Add support for JSON compilation database generation and maintenance

See the "Compilation Database" section in the "cc Module" chapter of the manual for details.
author: Boris Kolpackov <boris@codesynthesis.com> 2024-08-28 09:36:16 +0200
committer: Boris Kolpackov <boris@codesynthesis.com> 2024-10-09 10:06:21 +0200
commit: eeb155ebc35c5947234f731c333e2bd71ea88974 (patch)
tree: d2784e072b1770b3d30587f97eb4b72b7ef3e765 /doc/manual.cli
parent: 8384a087afc7e29e900a3ce96d55ab2f5c2a74c2 (diff)

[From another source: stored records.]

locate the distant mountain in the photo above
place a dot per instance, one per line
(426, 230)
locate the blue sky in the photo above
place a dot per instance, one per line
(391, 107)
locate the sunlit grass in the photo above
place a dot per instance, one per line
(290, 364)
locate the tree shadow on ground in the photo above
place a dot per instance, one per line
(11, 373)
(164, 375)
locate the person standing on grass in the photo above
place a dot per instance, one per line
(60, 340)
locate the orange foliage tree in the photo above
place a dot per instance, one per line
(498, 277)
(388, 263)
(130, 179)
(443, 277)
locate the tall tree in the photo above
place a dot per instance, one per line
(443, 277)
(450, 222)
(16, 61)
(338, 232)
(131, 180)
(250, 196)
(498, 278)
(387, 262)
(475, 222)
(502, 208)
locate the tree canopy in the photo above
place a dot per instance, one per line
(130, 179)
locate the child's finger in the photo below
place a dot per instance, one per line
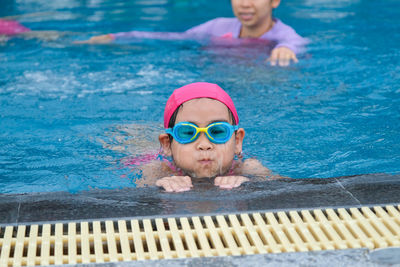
(294, 58)
(188, 181)
(274, 57)
(167, 186)
(284, 59)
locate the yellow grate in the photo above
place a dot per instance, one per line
(199, 236)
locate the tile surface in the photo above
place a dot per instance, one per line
(282, 194)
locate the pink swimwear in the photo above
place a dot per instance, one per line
(11, 27)
(226, 29)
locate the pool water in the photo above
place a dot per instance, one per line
(69, 113)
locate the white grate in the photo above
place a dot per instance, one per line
(199, 236)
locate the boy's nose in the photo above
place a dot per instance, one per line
(203, 143)
(245, 2)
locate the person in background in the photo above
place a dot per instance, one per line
(253, 20)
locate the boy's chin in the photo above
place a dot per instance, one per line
(203, 174)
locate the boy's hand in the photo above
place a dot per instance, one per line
(100, 39)
(282, 55)
(175, 183)
(229, 182)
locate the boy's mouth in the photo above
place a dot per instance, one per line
(246, 16)
(205, 161)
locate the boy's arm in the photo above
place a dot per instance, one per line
(156, 174)
(289, 44)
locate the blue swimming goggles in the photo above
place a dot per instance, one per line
(216, 132)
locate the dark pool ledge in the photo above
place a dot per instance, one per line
(287, 194)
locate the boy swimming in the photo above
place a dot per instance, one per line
(253, 19)
(203, 140)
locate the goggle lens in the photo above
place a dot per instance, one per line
(217, 132)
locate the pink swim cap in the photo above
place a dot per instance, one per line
(197, 90)
(11, 27)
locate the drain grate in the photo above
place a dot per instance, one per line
(199, 236)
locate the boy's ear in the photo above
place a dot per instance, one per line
(275, 3)
(239, 140)
(165, 143)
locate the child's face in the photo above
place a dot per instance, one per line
(254, 13)
(202, 158)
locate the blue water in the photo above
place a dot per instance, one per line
(69, 113)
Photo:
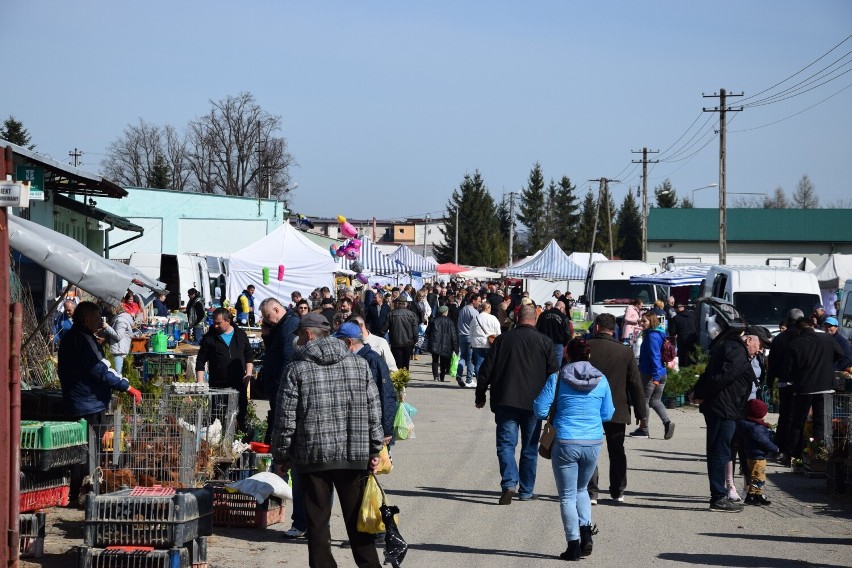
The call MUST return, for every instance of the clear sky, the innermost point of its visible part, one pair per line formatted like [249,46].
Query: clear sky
[386,105]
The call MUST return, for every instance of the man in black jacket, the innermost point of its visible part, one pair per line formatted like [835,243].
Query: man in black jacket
[810,365]
[723,391]
[616,361]
[226,351]
[518,364]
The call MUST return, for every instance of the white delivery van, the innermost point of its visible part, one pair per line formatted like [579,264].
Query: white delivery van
[179,272]
[608,288]
[844,314]
[762,294]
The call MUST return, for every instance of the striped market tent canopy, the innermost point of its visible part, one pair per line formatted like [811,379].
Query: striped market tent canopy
[550,264]
[405,257]
[678,276]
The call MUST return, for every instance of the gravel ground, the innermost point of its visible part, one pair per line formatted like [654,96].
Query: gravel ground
[446,483]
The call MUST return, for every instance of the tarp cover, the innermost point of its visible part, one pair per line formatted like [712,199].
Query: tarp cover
[834,272]
[105,279]
[306,266]
[550,264]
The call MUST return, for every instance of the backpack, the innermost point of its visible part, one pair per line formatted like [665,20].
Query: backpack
[667,351]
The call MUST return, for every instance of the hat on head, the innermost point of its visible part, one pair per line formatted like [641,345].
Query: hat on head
[349,330]
[761,333]
[314,320]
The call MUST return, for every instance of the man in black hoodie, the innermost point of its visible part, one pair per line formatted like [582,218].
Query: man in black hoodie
[810,365]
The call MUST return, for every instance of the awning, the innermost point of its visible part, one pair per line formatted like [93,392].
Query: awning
[95,213]
[67,258]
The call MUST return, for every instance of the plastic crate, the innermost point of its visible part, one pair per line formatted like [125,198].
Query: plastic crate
[148,518]
[44,460]
[37,435]
[239,510]
[31,529]
[128,557]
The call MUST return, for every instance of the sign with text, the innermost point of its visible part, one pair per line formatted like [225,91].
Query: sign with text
[14,194]
[35,176]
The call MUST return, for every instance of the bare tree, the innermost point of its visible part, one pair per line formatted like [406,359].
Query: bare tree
[778,200]
[235,150]
[805,196]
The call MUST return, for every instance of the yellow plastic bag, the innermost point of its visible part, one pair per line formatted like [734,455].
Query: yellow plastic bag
[385,461]
[369,516]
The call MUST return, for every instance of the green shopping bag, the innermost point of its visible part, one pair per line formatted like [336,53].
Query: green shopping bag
[454,364]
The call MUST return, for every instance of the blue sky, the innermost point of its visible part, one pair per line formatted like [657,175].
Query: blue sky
[386,105]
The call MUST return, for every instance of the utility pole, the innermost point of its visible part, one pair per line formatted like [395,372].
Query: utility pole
[645,161]
[603,193]
[511,225]
[75,155]
[723,221]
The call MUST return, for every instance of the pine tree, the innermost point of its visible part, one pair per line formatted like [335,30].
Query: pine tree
[532,210]
[666,195]
[480,240]
[13,131]
[630,229]
[160,176]
[565,216]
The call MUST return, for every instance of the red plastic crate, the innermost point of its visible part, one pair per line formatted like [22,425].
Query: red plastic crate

1 files changed, 319 insertions, 9 deletions
diff --git a/doc/manual.cli b/doc/manual.cli
index 07d816a..03fa04a 100644
--- a/doc/manual.cli
+++ b/doc/manual.cli
@@ -2093,7 +2093,7 @@ If we forget to adjust the \c{missing-name} test, then this is what we could
 expect to see when running the tests:
 
 \
-b test
+$ b test
 c++ hello/cxx{hello} -> hello/obje{hello}
 ld hello/exe{hello}
 test hello/exe{hello} + hello/testscript{testscript}
@@ -6700,8 +6700,8 @@ quickly re-run a previously failed test), it can also be persisted in
 subset of tests by default. For example:
 
 \
-b test config.test=foo/exe{driver} # Only test foo/exe{driver} target.
-b test config.test=bar/baz         # Only run bar/baz testscript test.
+$ b test config.test=foo/exe{driver} # Only test foo/exe{driver} target.
+$ b test config.test=bar/baz         # Only run bar/baz testscript test.
 \
 
 The \c{config.test} variable contains a list of \c{@}-separated pairs with the
@@ -6712,14 +6712,14 @@ name. Otherwise \- an id path. The targets are resolved relative to the root
 scope where the \c{config.test} value is set. For example:
 
 \
-b test config.test=foo/exe{driver}@bar
+$ b test config.test=foo/exe{driver}@bar
 \
 
 To specify multiple id paths for the same target we can use the pair
 generation syntax:
 
 \
-b test config.test=foo/exe{driver}@{bar baz}
+$ b test config.test=foo/exe{driver}@{bar baz}
 \
 
 If no targets are specified (only id paths), then all the targets are tested
@@ -6741,9 +6741,9 @@ and the right hand side \- for individual tests. The zero value clears the
 previously set timeout. For example:
 
 \
-b test config.test.timeout=20   # Test operation.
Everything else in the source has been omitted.